Former congressional candidate, Boise business owner pleads guilty to wire fraud


36-year-old Nicholas Jones of Boise used COVID-19 relief funds for personal use and falsified records in a report to the Federal Elections Commission.

BOISE, Idaho — A Boise business owner and 2020 U.S. House of Representatives candidate pleaded guilty to wire fraud and falsifying records in the U.S. District Court of Idaho.

According to the U.S. Department of Justice, 36-year-old Nicholas Jones used pandemic relief funds for personal use and falsified records in a report to the Federal Elections Commission (FEC) to conceal thousands of dollars of employees’ in-kind contributions. 
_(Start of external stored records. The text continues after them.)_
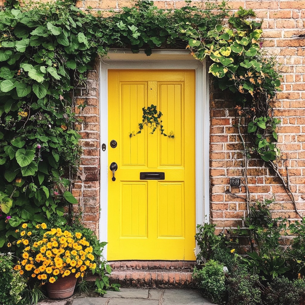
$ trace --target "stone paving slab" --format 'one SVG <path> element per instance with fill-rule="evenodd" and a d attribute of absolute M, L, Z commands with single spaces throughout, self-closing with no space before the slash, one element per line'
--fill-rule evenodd
<path fill-rule="evenodd" d="M 62 301 L 44 300 L 38 305 L 213 305 L 194 290 L 121 288 L 103 297 L 75 296 Z"/>
<path fill-rule="evenodd" d="M 107 305 L 159 305 L 159 300 L 149 300 L 147 299 L 111 299 L 107 303 Z M 84 304 L 84 305 L 85 304 Z"/>
<path fill-rule="evenodd" d="M 135 290 L 137 293 L 135 293 Z M 108 298 L 133 298 L 137 299 L 147 299 L 148 297 L 148 289 L 137 289 L 134 288 L 121 288 L 120 291 L 107 291 L 105 295 Z M 158 300 L 159 299 L 158 299 Z"/>
<path fill-rule="evenodd" d="M 162 296 L 162 305 L 211 305 L 196 290 L 166 289 Z"/>

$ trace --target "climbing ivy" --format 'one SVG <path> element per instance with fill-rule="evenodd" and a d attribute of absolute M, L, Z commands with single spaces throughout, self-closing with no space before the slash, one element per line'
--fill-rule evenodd
<path fill-rule="evenodd" d="M 200 8 L 189 2 L 166 10 L 140 1 L 106 18 L 69 1 L 22 8 L 6 2 L 0 12 L 0 204 L 5 214 L 0 247 L 16 237 L 21 223 L 62 217 L 63 206 L 77 203 L 71 192 L 81 152 L 75 88 L 109 47 L 143 49 L 149 56 L 156 48 L 186 47 L 200 60 L 208 57 L 215 85 L 236 92 L 232 106 L 242 118 L 241 136 L 250 138 L 243 141 L 250 143 L 248 152 L 265 160 L 278 155 L 269 101 L 279 76 L 261 48 L 261 23 L 252 10 L 241 9 L 225 27 L 225 2 Z"/>
<path fill-rule="evenodd" d="M 164 133 L 163 125 L 162 125 L 162 120 L 161 117 L 163 115 L 161 111 L 158 111 L 157 110 L 157 106 L 152 104 L 147 108 L 143 107 L 142 109 L 143 111 L 143 115 L 142 123 L 139 123 L 139 130 L 136 133 L 133 131 L 129 134 L 129 137 L 132 138 L 136 135 L 141 133 L 141 131 L 144 127 L 144 125 L 148 126 L 152 130 L 150 133 L 153 134 L 156 130 L 160 128 L 161 134 L 165 137 L 168 137 L 170 138 L 174 138 L 175 135 L 174 132 L 171 131 L 168 135 Z M 160 121 L 159 121 L 160 120 Z"/>

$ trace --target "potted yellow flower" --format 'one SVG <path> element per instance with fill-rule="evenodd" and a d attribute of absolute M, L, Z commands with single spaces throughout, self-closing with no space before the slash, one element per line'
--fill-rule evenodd
<path fill-rule="evenodd" d="M 63 231 L 60 228 L 47 231 L 43 223 L 36 228 L 41 233 L 45 231 L 38 238 L 37 235 L 33 238 L 27 224 L 23 224 L 22 228 L 21 238 L 17 243 L 24 248 L 22 258 L 14 269 L 21 274 L 37 278 L 43 284 L 47 283 L 47 290 L 51 299 L 71 296 L 77 278 L 82 277 L 86 270 L 96 267 L 92 247 L 79 232 Z"/>

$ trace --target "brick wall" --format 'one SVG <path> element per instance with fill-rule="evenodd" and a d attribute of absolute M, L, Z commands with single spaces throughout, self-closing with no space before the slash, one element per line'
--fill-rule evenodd
<path fill-rule="evenodd" d="M 0 0 L 1 1 L 1 0 Z M 202 4 L 205 2 L 194 1 Z M 119 10 L 132 3 L 125 0 L 78 1 L 77 5 L 93 10 Z M 305 39 L 296 35 L 305 34 L 305 1 L 245 0 L 228 1 L 236 10 L 240 6 L 254 10 L 258 17 L 264 18 L 264 49 L 276 56 L 282 64 L 282 91 L 274 102 L 274 114 L 280 117 L 278 147 L 282 151 L 281 172 L 288 169 L 292 190 L 298 208 L 305 211 Z M 171 9 L 184 5 L 182 0 L 156 1 L 160 8 Z M 99 206 L 99 120 L 98 81 L 96 71 L 91 71 L 87 88 L 81 90 L 78 102 L 86 100 L 88 106 L 80 113 L 83 123 L 79 127 L 83 139 L 84 155 L 81 159 L 81 174 L 75 184 L 74 194 L 79 198 L 83 210 L 85 224 L 95 229 L 98 226 Z M 226 93 L 214 92 L 210 98 L 211 128 L 210 146 L 211 216 L 220 228 L 242 224 L 246 211 L 245 188 L 231 188 L 231 177 L 242 177 L 243 161 L 242 149 L 235 120 L 234 100 L 225 98 Z M 270 208 L 275 216 L 297 217 L 287 195 L 272 171 L 261 161 L 249 161 L 248 171 L 251 199 L 262 200 L 274 196 L 275 201 Z"/>

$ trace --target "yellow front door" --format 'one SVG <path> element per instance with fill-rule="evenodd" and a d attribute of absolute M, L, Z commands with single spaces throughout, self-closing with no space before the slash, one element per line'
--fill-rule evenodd
<path fill-rule="evenodd" d="M 195 260 L 195 90 L 194 70 L 108 70 L 109 260 Z M 136 133 L 152 105 L 174 137 Z"/>

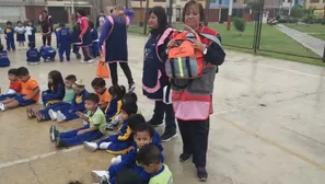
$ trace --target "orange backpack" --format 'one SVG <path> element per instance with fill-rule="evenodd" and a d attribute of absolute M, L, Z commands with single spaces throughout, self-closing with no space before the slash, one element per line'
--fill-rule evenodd
<path fill-rule="evenodd" d="M 195 79 L 202 74 L 205 68 L 204 54 L 193 47 L 195 39 L 200 41 L 199 35 L 190 27 L 183 31 L 175 39 L 175 45 L 167 51 L 165 71 L 172 79 Z M 195 36 L 195 37 L 194 37 Z"/>

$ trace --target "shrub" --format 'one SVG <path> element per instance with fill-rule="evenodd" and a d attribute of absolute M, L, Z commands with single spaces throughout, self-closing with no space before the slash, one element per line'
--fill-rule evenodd
<path fill-rule="evenodd" d="M 243 19 L 240 18 L 233 18 L 232 22 L 234 24 L 234 27 L 237 32 L 240 32 L 240 34 L 242 34 L 243 32 L 245 32 L 245 21 Z"/>

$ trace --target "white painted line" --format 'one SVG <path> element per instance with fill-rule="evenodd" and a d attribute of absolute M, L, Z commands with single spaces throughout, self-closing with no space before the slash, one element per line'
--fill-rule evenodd
<path fill-rule="evenodd" d="M 9 168 L 9 166 L 13 166 L 13 165 L 16 165 L 16 164 L 22 164 L 22 163 L 28 163 L 28 162 L 32 162 L 32 161 L 35 161 L 35 160 L 38 160 L 38 159 L 44 159 L 44 158 L 55 156 L 55 154 L 60 153 L 60 152 L 67 153 L 67 152 L 76 151 L 76 150 L 81 150 L 82 148 L 83 148 L 83 146 L 77 146 L 77 147 L 72 147 L 70 149 L 53 151 L 53 152 L 48 152 L 48 153 L 44 153 L 44 154 L 33 156 L 33 157 L 30 157 L 30 158 L 26 158 L 26 159 L 21 159 L 21 160 L 14 160 L 14 161 L 11 161 L 11 162 L 0 163 L 0 169 Z"/>
<path fill-rule="evenodd" d="M 280 68 L 280 67 L 274 67 L 274 66 L 264 65 L 264 64 L 256 64 L 256 65 L 257 66 L 260 66 L 260 67 L 272 68 L 272 69 L 288 71 L 288 72 L 294 72 L 294 73 L 298 73 L 298 74 L 303 74 L 303 76 L 309 76 L 309 77 L 314 77 L 314 78 L 325 78 L 325 76 L 306 73 L 306 72 L 302 72 L 302 71 L 299 71 L 299 70 L 291 70 L 291 69 L 286 69 L 286 68 Z"/>

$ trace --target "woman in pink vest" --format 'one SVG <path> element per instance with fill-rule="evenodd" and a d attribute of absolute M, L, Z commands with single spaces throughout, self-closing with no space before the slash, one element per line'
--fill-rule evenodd
<path fill-rule="evenodd" d="M 212 113 L 212 93 L 218 66 L 224 61 L 225 54 L 221 47 L 218 33 L 201 22 L 205 21 L 202 4 L 188 1 L 183 10 L 183 22 L 195 30 L 201 41 L 193 46 L 204 54 L 202 76 L 196 79 L 172 79 L 172 101 L 183 140 L 183 153 L 179 161 L 193 157 L 199 181 L 208 179 L 206 170 L 210 114 Z M 171 41 L 169 46 L 175 45 Z"/>

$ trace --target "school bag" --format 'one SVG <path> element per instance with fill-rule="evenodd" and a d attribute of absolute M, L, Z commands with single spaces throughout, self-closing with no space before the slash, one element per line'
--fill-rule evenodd
<path fill-rule="evenodd" d="M 221 45 L 219 39 L 209 34 L 198 34 L 191 27 L 183 31 L 174 39 L 175 45 L 167 50 L 165 72 L 171 79 L 196 79 L 199 78 L 206 67 L 202 51 L 193 47 L 193 43 L 200 41 L 199 35 Z"/>

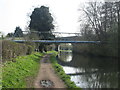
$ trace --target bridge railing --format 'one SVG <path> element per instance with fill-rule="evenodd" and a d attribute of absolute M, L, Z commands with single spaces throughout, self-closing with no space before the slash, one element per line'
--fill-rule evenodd
<path fill-rule="evenodd" d="M 66 37 L 64 35 L 66 35 Z M 80 33 L 23 31 L 23 37 L 13 36 L 12 41 L 15 42 L 31 41 L 39 43 L 100 43 L 100 41 L 81 41 L 80 38 L 81 38 Z"/>

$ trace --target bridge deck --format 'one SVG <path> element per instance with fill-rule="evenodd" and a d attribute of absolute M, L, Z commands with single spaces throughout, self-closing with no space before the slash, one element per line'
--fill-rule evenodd
<path fill-rule="evenodd" d="M 100 43 L 100 41 L 64 41 L 64 40 L 12 40 L 14 42 L 39 42 L 39 43 Z"/>

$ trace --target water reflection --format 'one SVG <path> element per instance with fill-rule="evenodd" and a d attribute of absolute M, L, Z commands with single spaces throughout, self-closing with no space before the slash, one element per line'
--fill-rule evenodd
<path fill-rule="evenodd" d="M 118 87 L 118 64 L 116 59 L 61 52 L 58 63 L 63 66 L 66 74 L 71 75 L 71 80 L 79 87 Z"/>

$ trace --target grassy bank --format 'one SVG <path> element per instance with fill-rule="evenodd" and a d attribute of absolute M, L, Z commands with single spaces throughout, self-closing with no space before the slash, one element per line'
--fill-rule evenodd
<path fill-rule="evenodd" d="M 19 56 L 14 62 L 7 61 L 3 64 L 3 88 L 27 88 L 27 77 L 35 77 L 39 69 L 39 60 L 43 54 L 34 53 Z"/>
<path fill-rule="evenodd" d="M 75 83 L 73 81 L 70 80 L 70 76 L 65 74 L 62 66 L 57 63 L 56 55 L 57 55 L 57 52 L 53 52 L 53 54 L 50 57 L 50 61 L 52 63 L 54 70 L 56 71 L 57 75 L 64 81 L 65 85 L 68 88 L 79 88 L 75 85 Z"/>
<path fill-rule="evenodd" d="M 8 40 L 0 41 L 2 44 L 2 61 L 12 61 L 14 58 L 29 55 L 34 51 L 34 43 L 15 43 Z"/>

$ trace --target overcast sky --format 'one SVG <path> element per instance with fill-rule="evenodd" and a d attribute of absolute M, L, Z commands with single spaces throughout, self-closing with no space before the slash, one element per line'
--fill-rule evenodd
<path fill-rule="evenodd" d="M 27 16 L 35 7 L 48 6 L 55 20 L 56 31 L 79 31 L 80 11 L 83 2 L 88 0 L 0 0 L 0 31 L 14 32 L 16 26 L 22 30 L 28 26 Z"/>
Jones received a total of $753,600 in COVID relief funds in 2020 through the Paycheck Protection Program (PPP) and Economic Injury Disaster Loans (EIDL), according to court documents. 

The money was used for Jones’ personal expenses instead of business expenditures. The relief funds were used for Jones’ car payments, life insurance policies and political advertisements.

The small business owner in Boise also had employees work on behalf of his congressional campaign, promising to pay them their normal wages. The employees were paid, in part, with funds Jones’ received through the PPP loan. 

Jones’ committee filed a campaign finance report with the FEC after losing in the primary election. 

According to the U.S. Department of Justice, the report did not include “any in-kind contributions from any entity or individual other than Jones, including the thousands of dollars of in-kind contributions to his campaign in the form of employee time and work.”

Jones faces up to 20 years in prison on each county and will be sentenced at a late date. An investigation by the Federal Bureau of Investigation (FBI) led to the charges.